We use NLP models to extract keywords from the available metadata (abstract, experiment design, sample metadata tables) and normalize these keywords to the specific ontology systems. GEOTron is one such curation pipeline that uses NLP models in combination with rule-based approaches to generate metadata tags for all GEO datasets.

These images show a comparison between the model accuracy of Polly with other state-of-the-art models and human experts.

On Polly, each dataset is available with six standard harmonized metadata fields. These metadata fields are mapped to specific biomedical ontologies to provide harmonized metadata. The standard fields are Organism, Disease, Tissue, Cell Line, Cell Type, and Drug. These fields are also mapped at the sample level. In addition to the six standard fields, more metadata fields are available at the dataset and sample level.

A sneak peek of the bulk RNA-Seq data on Polly.

Automated Curation of Custom Metadata

For each research, the user will need information from different perspectives and the standard metadata fields with the most common search fields like cell type, disease, tissue, etc. might not be enough to improve the findability of relevant datasets. This is where the curation of custom metadata fields holds great value.
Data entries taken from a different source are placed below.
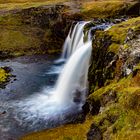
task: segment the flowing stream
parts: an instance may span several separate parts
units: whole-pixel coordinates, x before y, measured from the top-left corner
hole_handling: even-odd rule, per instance
[[[0,139],[17,139],[29,132],[71,122],[81,111],[92,51],[93,28],[84,41],[86,23],[78,22],[71,27],[57,61],[47,56],[30,56],[0,63],[11,67],[16,75],[16,80],[0,90],[0,111],[6,111],[0,115]]]

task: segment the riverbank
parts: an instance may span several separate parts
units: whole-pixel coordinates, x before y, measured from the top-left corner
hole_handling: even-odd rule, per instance
[[[23,2],[18,9],[15,9],[17,3],[12,8],[9,3],[5,10],[7,3],[1,3],[1,60],[22,55],[59,54],[73,21],[112,21],[120,15],[129,18],[107,31],[95,33],[88,76],[90,95],[83,106],[85,122],[32,133],[21,139],[139,140],[140,3],[126,0],[57,2],[55,5],[51,1],[35,2],[35,5]],[[3,83],[9,73],[0,71]]]
[[[116,24],[108,31],[96,32],[94,59],[89,70],[91,95],[84,107],[88,112],[85,122],[29,134],[21,139],[139,139],[139,22],[138,17]],[[133,69],[128,73],[130,67]]]

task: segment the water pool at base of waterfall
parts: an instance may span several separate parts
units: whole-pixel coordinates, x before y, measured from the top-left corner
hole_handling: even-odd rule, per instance
[[[0,90],[0,139],[14,140],[73,122],[82,112],[92,51],[91,30],[109,27],[92,27],[84,41],[86,23],[78,22],[70,29],[61,57],[23,56],[0,63],[16,75]]]
[[[0,140],[59,126],[77,114],[79,105],[62,108],[49,98],[64,64],[56,63],[57,58],[23,56],[0,63],[16,75],[5,89],[0,89]]]

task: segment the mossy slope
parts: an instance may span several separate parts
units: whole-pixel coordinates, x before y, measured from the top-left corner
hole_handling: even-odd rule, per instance
[[[22,140],[140,139],[139,22],[139,17],[133,18],[96,32],[86,121],[33,133]]]

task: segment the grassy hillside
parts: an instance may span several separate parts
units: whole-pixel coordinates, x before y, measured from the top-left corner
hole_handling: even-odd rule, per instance
[[[43,5],[52,5],[66,0],[1,0],[0,12],[8,10],[17,10],[30,7],[38,7]]]
[[[139,23],[140,17],[133,18],[108,31],[96,32],[89,71],[90,112],[84,123],[33,133],[21,140],[139,140]],[[132,71],[124,74],[129,67],[133,67]]]

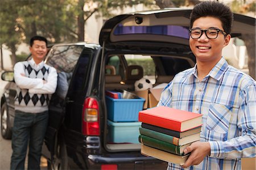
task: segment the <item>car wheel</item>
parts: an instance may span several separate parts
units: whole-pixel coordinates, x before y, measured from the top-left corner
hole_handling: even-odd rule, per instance
[[[9,114],[6,103],[1,106],[1,134],[3,139],[11,139],[11,128],[10,125]]]
[[[68,163],[68,155],[67,154],[66,146],[63,140],[57,144],[56,152],[53,156],[53,159],[50,162],[47,161],[48,169],[69,169]]]

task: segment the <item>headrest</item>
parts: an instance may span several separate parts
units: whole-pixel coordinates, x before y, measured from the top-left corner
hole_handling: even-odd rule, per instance
[[[106,74],[115,75],[115,68],[112,65],[106,65],[105,71]]]
[[[129,80],[138,80],[143,77],[143,69],[138,65],[131,65],[127,67],[126,79]]]
[[[120,75],[105,75],[105,83],[120,83],[121,80]]]

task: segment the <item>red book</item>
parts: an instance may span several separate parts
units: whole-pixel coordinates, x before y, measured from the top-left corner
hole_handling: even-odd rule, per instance
[[[159,106],[139,112],[139,121],[183,132],[202,125],[202,115],[190,111]]]

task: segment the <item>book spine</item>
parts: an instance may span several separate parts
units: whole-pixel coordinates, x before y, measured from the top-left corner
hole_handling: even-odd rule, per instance
[[[151,130],[154,130],[160,133],[163,133],[163,134],[165,134],[168,135],[171,135],[177,138],[180,138],[180,133],[178,131],[173,131],[171,130],[169,130],[169,129],[167,129],[167,128],[164,128],[163,127],[158,127],[158,126],[154,126],[154,125],[148,125],[147,123],[142,123],[142,127],[147,128],[147,129],[150,129]]]
[[[179,146],[150,137],[140,135],[139,136],[139,142],[146,146],[170,153],[178,155],[184,155],[184,153],[180,153],[180,148]]]
[[[154,130],[144,128],[143,127],[139,128],[139,132],[141,134],[152,138],[155,138],[162,141],[166,142],[169,143],[173,144],[176,146],[179,146],[179,138],[160,133]]]
[[[139,112],[139,121],[180,132],[181,123]]]

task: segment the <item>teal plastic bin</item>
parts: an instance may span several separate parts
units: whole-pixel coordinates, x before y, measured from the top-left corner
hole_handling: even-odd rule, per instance
[[[139,143],[141,122],[114,122],[108,120],[109,143]]]
[[[144,101],[142,98],[114,99],[106,96],[108,119],[113,122],[138,122]]]

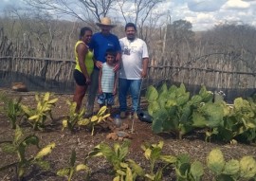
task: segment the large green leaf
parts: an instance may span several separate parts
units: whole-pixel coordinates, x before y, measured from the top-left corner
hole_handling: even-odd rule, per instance
[[[199,96],[202,98],[203,102],[212,101],[213,93],[210,91],[207,91],[206,87],[203,85],[199,91]]]
[[[176,98],[177,105],[183,106],[186,104],[190,100],[190,93],[184,93]]]
[[[225,164],[223,173],[234,175],[237,174],[240,169],[239,161],[231,159]]]
[[[144,176],[145,172],[143,171],[143,169],[137,164],[134,160],[132,159],[128,159],[127,160],[129,162],[129,166],[133,169],[133,171],[139,176]]]
[[[11,143],[2,143],[1,148],[7,154],[13,154],[17,151],[17,148]]]
[[[220,174],[225,166],[225,160],[222,152],[219,149],[213,149],[207,157],[207,166],[208,168],[215,172]]]
[[[206,118],[202,114],[198,112],[192,113],[192,126],[197,128],[204,128],[206,124],[207,124]]]
[[[158,94],[165,94],[168,92],[168,87],[166,83],[163,83],[162,86],[160,87],[160,89],[158,90]]]
[[[191,166],[191,174],[194,181],[201,181],[201,177],[204,175],[203,164],[199,161],[194,161]]]
[[[163,128],[162,124],[168,118],[168,112],[165,109],[160,109],[153,114],[152,130],[154,133],[161,133]]]
[[[145,97],[149,102],[155,101],[156,99],[158,98],[158,92],[153,85],[150,85],[147,88]]]
[[[256,161],[252,156],[244,156],[240,160],[240,175],[243,178],[252,178],[256,174]]]
[[[70,172],[70,171],[71,171],[70,168],[60,169],[60,170],[57,172],[57,175],[59,175],[59,176],[65,176],[65,175],[68,175],[69,172]]]
[[[160,109],[159,103],[155,100],[153,101],[149,104],[148,106],[148,113],[150,116],[153,116],[154,112],[157,111]]]
[[[223,125],[223,108],[219,104],[215,103],[206,103],[204,106],[200,107],[200,113],[206,118],[206,125],[210,128],[215,128]]]

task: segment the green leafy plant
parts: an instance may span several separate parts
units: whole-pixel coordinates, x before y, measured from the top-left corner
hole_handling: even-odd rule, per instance
[[[42,130],[45,127],[45,121],[49,116],[52,118],[51,109],[55,106],[58,99],[50,100],[52,96],[49,92],[45,95],[35,95],[35,100],[37,101],[37,106],[35,109],[29,108],[26,105],[21,105],[28,122],[33,126],[34,130]]]
[[[175,173],[177,181],[200,181],[204,174],[204,168],[199,161],[191,163],[188,154],[180,154],[175,162]]]
[[[75,150],[72,150],[69,166],[66,167],[66,168],[60,169],[57,172],[57,175],[59,175],[59,176],[68,176],[67,180],[71,181],[73,175],[78,172],[85,171],[85,172],[87,172],[87,173],[90,172],[89,168],[85,164],[75,165],[75,162],[76,162],[76,159],[77,159],[76,154],[76,154]],[[86,174],[85,177],[88,177],[88,175],[89,174]]]
[[[55,143],[44,147],[34,156],[27,158],[26,157],[26,152],[30,145],[35,145],[39,148],[39,138],[33,135],[25,136],[21,128],[17,125],[13,141],[2,143],[1,148],[5,153],[16,154],[18,160],[17,162],[0,168],[0,171],[16,166],[17,177],[20,179],[24,176],[26,169],[31,165],[38,165],[44,170],[49,169],[49,163],[43,158],[51,153],[52,149],[55,147]]]
[[[18,100],[9,98],[6,94],[0,95],[0,100],[4,102],[4,113],[8,117],[11,129],[16,128],[16,124],[18,124],[18,118],[22,117],[21,111],[21,100],[22,97]]]
[[[212,93],[203,86],[199,95],[190,98],[185,85],[172,85],[169,89],[164,83],[159,91],[149,86],[146,99],[149,101],[148,112],[153,117],[152,129],[154,133],[173,133],[178,138],[191,132],[192,113],[202,102],[212,100]]]
[[[130,141],[125,140],[121,145],[114,143],[113,148],[105,143],[97,145],[85,159],[95,156],[104,156],[112,164],[115,172],[115,181],[136,180],[137,176],[143,176],[142,168],[131,159],[125,159],[129,151]]]
[[[239,160],[225,161],[219,149],[213,149],[207,157],[208,168],[215,173],[215,180],[250,179],[256,176],[256,161],[252,156],[247,155]]]
[[[110,114],[105,114],[107,110],[106,106],[102,106],[97,115],[92,116],[90,118],[80,119],[78,124],[80,126],[88,126],[92,132],[91,135],[94,135],[95,126],[101,124],[102,121],[106,121],[106,118],[110,116]]]
[[[149,144],[145,143],[141,145],[141,149],[144,151],[144,156],[150,161],[150,173],[145,174],[145,176],[153,181],[162,180],[162,172],[170,164],[175,163],[176,157],[172,155],[161,154],[163,148],[163,141],[159,141],[158,144]],[[158,168],[157,172],[155,173],[155,167],[157,161],[164,161],[166,164],[162,168]]]
[[[77,113],[77,102],[70,102],[67,100],[66,103],[69,105],[69,115],[63,120],[63,130],[67,127],[71,132],[74,132],[74,128],[78,125],[78,122],[82,122],[83,125],[87,125],[90,122],[88,118],[83,118],[85,112],[84,108]]]

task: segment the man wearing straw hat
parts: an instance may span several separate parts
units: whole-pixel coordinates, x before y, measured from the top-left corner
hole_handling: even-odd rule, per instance
[[[94,51],[94,70],[91,75],[91,84],[89,87],[88,101],[86,106],[86,115],[90,117],[93,114],[94,101],[99,86],[99,72],[100,68],[102,67],[102,63],[106,62],[105,53],[107,49],[112,49],[117,52],[116,61],[117,65],[114,71],[119,68],[120,60],[120,45],[119,38],[112,34],[110,30],[116,27],[116,25],[111,24],[111,19],[108,17],[103,17],[101,23],[96,23],[96,25],[101,29],[101,32],[95,33],[92,36],[90,48]]]

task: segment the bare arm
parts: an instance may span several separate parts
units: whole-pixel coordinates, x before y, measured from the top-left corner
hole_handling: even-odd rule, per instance
[[[114,81],[114,90],[113,90],[113,95],[117,94],[117,86],[118,86],[118,81],[119,81],[119,72],[115,72],[115,81]]]
[[[141,78],[146,78],[148,73],[148,64],[149,64],[149,58],[142,59],[142,72]]]
[[[99,94],[102,94],[101,78],[102,78],[102,68],[101,68],[99,72]]]
[[[120,67],[121,52],[118,52],[116,56],[116,65],[114,67],[114,72],[117,72]]]
[[[86,54],[88,53],[88,48],[86,47],[84,44],[80,44],[78,45],[76,51],[78,53],[78,62],[79,62],[81,71],[86,78],[86,84],[88,84],[90,83],[91,80],[87,72],[85,63],[84,63],[84,59],[85,59]]]

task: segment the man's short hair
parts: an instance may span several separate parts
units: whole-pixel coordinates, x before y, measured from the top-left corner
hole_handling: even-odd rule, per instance
[[[106,50],[106,53],[105,53],[105,56],[108,56],[108,55],[112,55],[112,56],[116,57],[117,52],[114,49],[109,48]]]
[[[136,27],[136,25],[134,23],[128,23],[128,24],[126,24],[125,30],[127,30],[128,27],[134,27],[135,30],[137,31],[137,27]]]

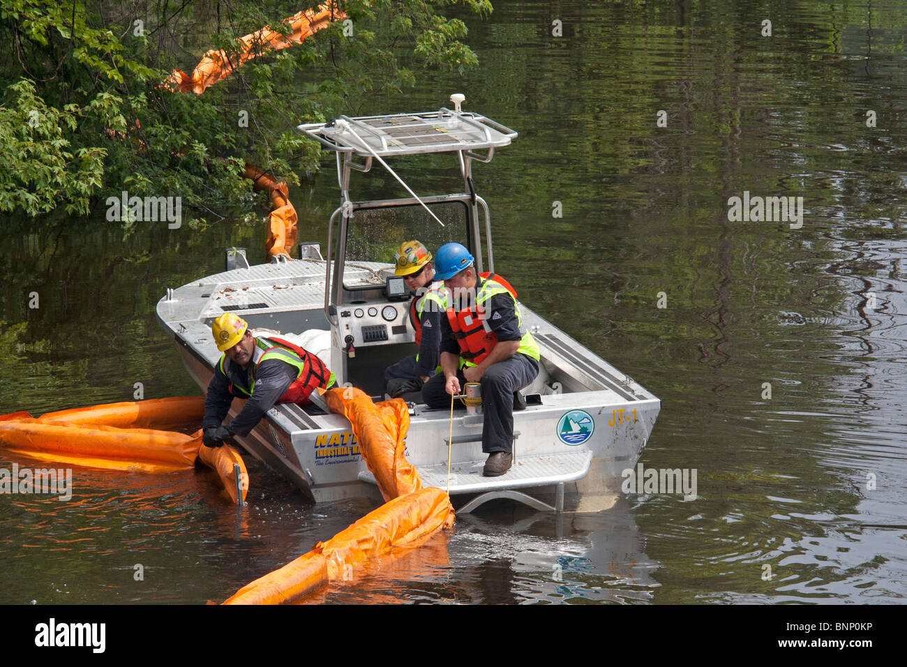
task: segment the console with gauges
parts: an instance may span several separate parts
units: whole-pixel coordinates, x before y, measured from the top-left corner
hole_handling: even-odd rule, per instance
[[[341,340],[353,337],[356,348],[388,343],[411,343],[413,329],[408,325],[409,299],[412,292],[402,278],[387,278],[384,289],[387,301],[353,301],[337,308]]]

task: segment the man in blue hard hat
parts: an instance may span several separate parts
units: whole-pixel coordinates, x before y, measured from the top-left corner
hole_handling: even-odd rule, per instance
[[[434,265],[435,280],[448,290],[442,372],[425,383],[422,397],[430,407],[449,407],[465,382],[481,383],[482,451],[488,454],[483,475],[503,475],[513,460],[514,400],[539,374],[539,346],[522,327],[513,288],[500,276],[478,275],[464,246],[442,246]]]

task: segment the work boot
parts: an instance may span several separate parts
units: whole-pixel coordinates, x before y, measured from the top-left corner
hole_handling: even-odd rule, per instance
[[[485,466],[482,469],[483,476],[486,477],[496,477],[510,470],[513,456],[510,452],[493,452],[488,455]]]

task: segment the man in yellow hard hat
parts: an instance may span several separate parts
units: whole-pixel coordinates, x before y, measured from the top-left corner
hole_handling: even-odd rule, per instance
[[[441,313],[447,307],[447,290],[434,280],[432,253],[417,240],[400,244],[394,256],[394,272],[403,276],[415,292],[409,304],[409,321],[415,331],[417,354],[406,357],[385,370],[382,396],[403,396],[419,391],[434,375],[438,367],[438,346],[441,344]]]
[[[282,338],[255,338],[246,320],[232,313],[215,319],[211,333],[223,355],[205,397],[201,427],[209,446],[219,446],[234,434],[249,435],[275,403],[306,405],[313,391],[336,382],[314,354]],[[234,397],[248,400],[236,418],[224,425]]]

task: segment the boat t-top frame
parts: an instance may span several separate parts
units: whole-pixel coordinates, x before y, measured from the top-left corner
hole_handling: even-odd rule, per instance
[[[461,104],[464,99],[461,93],[451,95],[451,101],[454,103],[454,110],[442,107],[436,112],[423,113],[394,113],[356,118],[342,115],[328,123],[314,123],[297,127],[306,136],[314,139],[336,154],[340,206],[331,214],[328,221],[325,276],[325,315],[331,324],[335,326],[337,324],[336,309],[334,307],[358,299],[361,296],[361,289],[378,287],[375,284],[371,286],[366,284],[359,289],[347,289],[342,280],[349,220],[359,210],[421,205],[443,226],[444,222],[426,204],[461,201],[466,206],[469,213],[467,230],[469,238],[462,240],[461,242],[463,242],[475,257],[479,271],[485,270],[487,257],[487,270],[493,272],[491,218],[488,204],[476,194],[473,183],[473,161],[490,162],[494,157],[494,152],[509,145],[517,137],[517,132],[479,113],[463,112]],[[484,153],[478,152],[480,151],[483,151]],[[420,198],[384,160],[385,157],[442,152],[456,154],[463,182],[463,192]],[[357,162],[355,160],[356,155],[365,158],[365,162]],[[394,200],[353,201],[349,195],[352,172],[354,171],[368,172],[372,169],[374,161],[377,161],[387,169],[413,196]],[[479,224],[479,208],[484,214],[484,224],[482,226]],[[338,217],[341,220],[340,234],[336,260],[332,263],[334,225]],[[483,226],[485,236],[484,254],[480,241]],[[380,287],[384,287],[383,283]]]

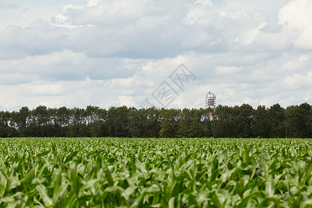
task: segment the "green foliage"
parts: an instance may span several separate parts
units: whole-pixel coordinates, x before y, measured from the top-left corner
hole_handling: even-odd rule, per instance
[[[311,207],[309,139],[0,139],[0,207]]]

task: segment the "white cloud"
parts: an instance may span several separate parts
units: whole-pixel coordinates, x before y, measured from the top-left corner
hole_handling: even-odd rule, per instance
[[[0,110],[138,107],[163,81],[179,93],[168,107],[202,107],[208,91],[311,101],[310,0],[31,2],[0,5]],[[181,63],[196,76],[184,90],[168,78]]]

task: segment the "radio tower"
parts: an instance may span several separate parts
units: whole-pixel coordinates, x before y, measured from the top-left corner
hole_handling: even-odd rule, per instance
[[[211,107],[216,110],[216,95],[209,92],[206,96],[206,108]]]

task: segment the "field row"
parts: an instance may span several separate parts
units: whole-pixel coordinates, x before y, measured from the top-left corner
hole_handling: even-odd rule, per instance
[[[0,139],[0,207],[311,207],[311,139]]]

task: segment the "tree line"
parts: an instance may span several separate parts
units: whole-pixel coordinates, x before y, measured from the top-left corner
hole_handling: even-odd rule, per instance
[[[96,106],[0,112],[0,137],[300,137],[311,138],[311,105],[286,109],[248,104],[208,109]]]

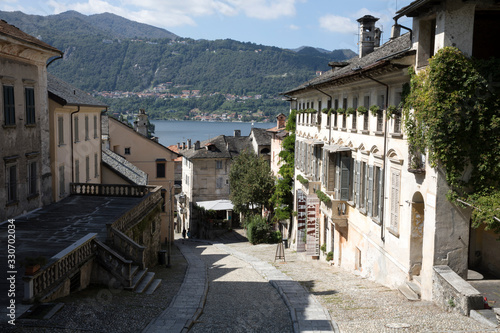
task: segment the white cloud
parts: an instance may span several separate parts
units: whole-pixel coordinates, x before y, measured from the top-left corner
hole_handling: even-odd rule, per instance
[[[348,17],[328,14],[319,18],[319,25],[331,32],[356,33],[358,24]]]

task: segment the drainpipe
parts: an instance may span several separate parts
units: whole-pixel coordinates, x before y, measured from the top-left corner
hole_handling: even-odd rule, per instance
[[[73,140],[73,115],[75,113],[78,113],[78,112],[80,112],[80,106],[78,106],[78,110],[71,112],[71,114],[69,115],[70,120],[71,120],[71,122],[70,122],[70,124],[71,124],[71,138],[70,138],[70,140],[71,140],[71,182],[72,183],[75,182],[75,153],[74,153],[75,142]]]
[[[387,172],[385,166],[386,166],[386,158],[387,158],[387,107],[389,106],[389,85],[386,84],[386,83],[383,83],[383,82],[380,82],[379,80],[377,79],[374,79],[370,76],[367,76],[367,75],[362,75],[363,77],[367,78],[367,79],[370,79],[374,82],[377,82],[378,84],[381,84],[383,86],[385,86],[385,122],[384,122],[384,158],[382,159],[383,163],[383,169],[384,169],[384,172],[382,173],[382,188],[381,188],[381,197],[382,197],[382,202],[383,202],[383,207],[382,207],[382,211],[381,211],[381,214],[382,214],[382,217],[380,219],[380,239],[382,240],[382,242],[385,242],[385,230],[384,230],[384,209],[385,209],[385,173]]]

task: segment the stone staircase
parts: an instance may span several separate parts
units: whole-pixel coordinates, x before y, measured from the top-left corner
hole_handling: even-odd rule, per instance
[[[155,279],[154,272],[148,272],[148,268],[139,269],[139,266],[132,267],[132,286],[125,288],[126,290],[136,293],[151,295],[160,286],[161,279]]]
[[[420,276],[415,275],[411,281],[406,281],[398,290],[410,301],[419,301],[421,296]]]

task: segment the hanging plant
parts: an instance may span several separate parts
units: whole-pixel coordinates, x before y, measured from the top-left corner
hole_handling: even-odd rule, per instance
[[[376,116],[379,111],[380,107],[378,105],[373,104],[372,106],[370,106],[370,112],[373,116]]]
[[[389,105],[387,107],[387,118],[392,119],[394,117],[394,115],[398,114],[398,113],[401,113],[401,109],[398,109],[396,106]]]
[[[418,74],[404,100],[410,153],[428,151],[445,171],[448,199],[473,207],[472,226],[500,234],[500,60],[470,59],[444,47]],[[465,172],[469,174],[464,177]]]
[[[305,179],[302,177],[302,175],[297,175],[297,180],[302,184],[302,185],[307,185],[309,184],[309,180]]]
[[[348,116],[350,116],[351,114],[354,114],[354,112],[356,112],[356,109],[353,107],[347,108],[347,110],[345,110],[345,113]]]
[[[321,200],[325,204],[329,204],[332,200],[330,199],[329,196],[327,196],[323,191],[321,190],[316,190],[316,195],[318,196],[318,199]]]
[[[359,114],[365,114],[368,112],[368,109],[365,108],[364,106],[358,106],[357,111],[359,112]]]

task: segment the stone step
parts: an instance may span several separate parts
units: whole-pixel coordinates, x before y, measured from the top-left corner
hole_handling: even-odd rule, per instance
[[[420,298],[420,296],[422,296],[419,283],[415,283],[412,281],[406,281],[406,284],[408,285],[408,287],[410,287],[411,290],[413,290],[413,292],[415,294],[418,295],[418,298]]]
[[[158,287],[161,284],[161,281],[162,281],[161,279],[154,279],[153,282],[151,282],[151,284],[149,285],[148,289],[146,289],[144,292],[147,295],[151,295],[152,293],[155,292],[156,289],[158,289]]]
[[[498,318],[493,309],[471,310],[469,316],[491,328],[498,327]]]
[[[141,282],[137,286],[137,288],[135,288],[135,292],[142,294],[144,292],[144,290],[146,290],[146,288],[149,287],[151,282],[153,282],[154,277],[155,277],[154,272],[147,272],[146,275],[144,276],[144,278],[141,280]]]
[[[418,301],[420,297],[406,283],[400,285],[398,290],[410,301]]]
[[[145,268],[145,269],[141,269],[141,270],[136,270],[136,273],[134,275],[134,277],[132,278],[132,286],[131,287],[128,287],[128,288],[125,288],[127,290],[135,290],[137,288],[137,286],[139,285],[139,283],[142,281],[142,279],[144,278],[144,276],[146,275],[146,273],[148,272],[148,269]]]

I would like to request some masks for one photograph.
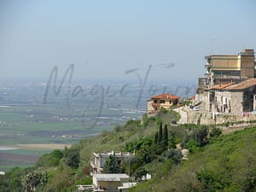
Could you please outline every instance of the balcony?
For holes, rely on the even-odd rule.
[[[212,64],[207,63],[207,64],[205,65],[205,67],[206,67],[206,68],[212,68]]]

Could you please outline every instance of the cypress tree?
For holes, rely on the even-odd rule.
[[[154,143],[155,143],[155,144],[158,143],[158,131],[156,131],[156,133],[154,135]]]
[[[166,124],[165,125],[165,129],[164,129],[164,140],[163,140],[163,144],[164,144],[164,147],[166,148],[168,148],[168,129],[167,129],[167,125]]]
[[[158,143],[161,143],[163,141],[163,123],[161,122],[159,127],[159,133],[158,133]]]

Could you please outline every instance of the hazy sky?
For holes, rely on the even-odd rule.
[[[46,81],[73,63],[73,79],[143,78],[153,65],[149,80],[196,82],[206,55],[256,49],[255,10],[254,0],[1,1],[0,79]]]

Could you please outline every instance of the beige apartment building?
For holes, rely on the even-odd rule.
[[[207,73],[199,78],[196,102],[207,112],[242,114],[256,109],[253,49],[237,55],[206,56]]]
[[[205,77],[199,78],[197,93],[215,84],[241,82],[255,77],[253,49],[243,49],[238,55],[212,55],[205,57]]]

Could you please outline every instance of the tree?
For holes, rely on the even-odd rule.
[[[43,187],[48,182],[48,174],[46,172],[33,171],[23,176],[21,178],[22,186],[26,192],[36,191],[37,187]]]
[[[159,133],[158,133],[158,143],[160,143],[163,140],[163,123],[161,122],[159,127]]]
[[[65,151],[65,163],[73,167],[79,168],[80,162],[80,153],[78,148],[70,148]]]
[[[167,125],[165,125],[165,129],[164,129],[164,140],[163,140],[163,145],[167,149],[168,148],[168,129],[167,129]]]
[[[155,144],[158,143],[158,131],[156,131],[156,133],[154,135],[154,143],[155,143]]]

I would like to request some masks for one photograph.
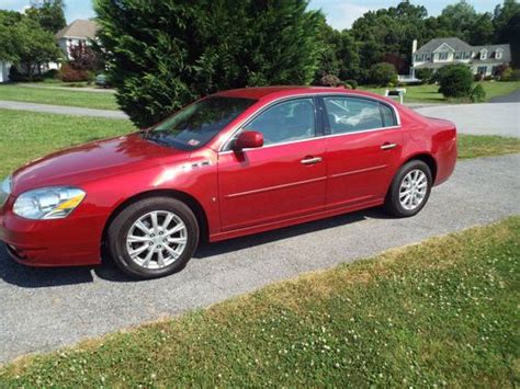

Automating this process is a bit more challenging but is possible, as described below.

In order to automate curation, the content that will be saved in the custom field, as well as the input and output for the curation model must be defined first. For example, for the cancer stage, we begin by selecting our ontologies (TNM, Number Stage, and Cancer Grades). The example metadata after choosing the ontology is defined as the input and tags from the three ontologies as the output.

After that, it's time to look for trends in the metadata so that regular expression patterns to extract the necessary data can be built. For instance, if a metadata field with the labels cancer stage or tumor stage contains T, N, or M and is followed by an integer, we may develop a rule that extracts that portion and refers to it as a cancer stage label. Then, using a model for automated curation, we generate numerous such rules and aggregate them. The model is evaluated with manually curated data to gauge the model's performance before it is put to actual use.

The quantity of both public and private multi-omics datasets has increased at a never-before-seen rate during the past two decades. Our curation efforts are just a starting point for assisting the community in adopting a data-first strategy for AI/ML approaches to drug development.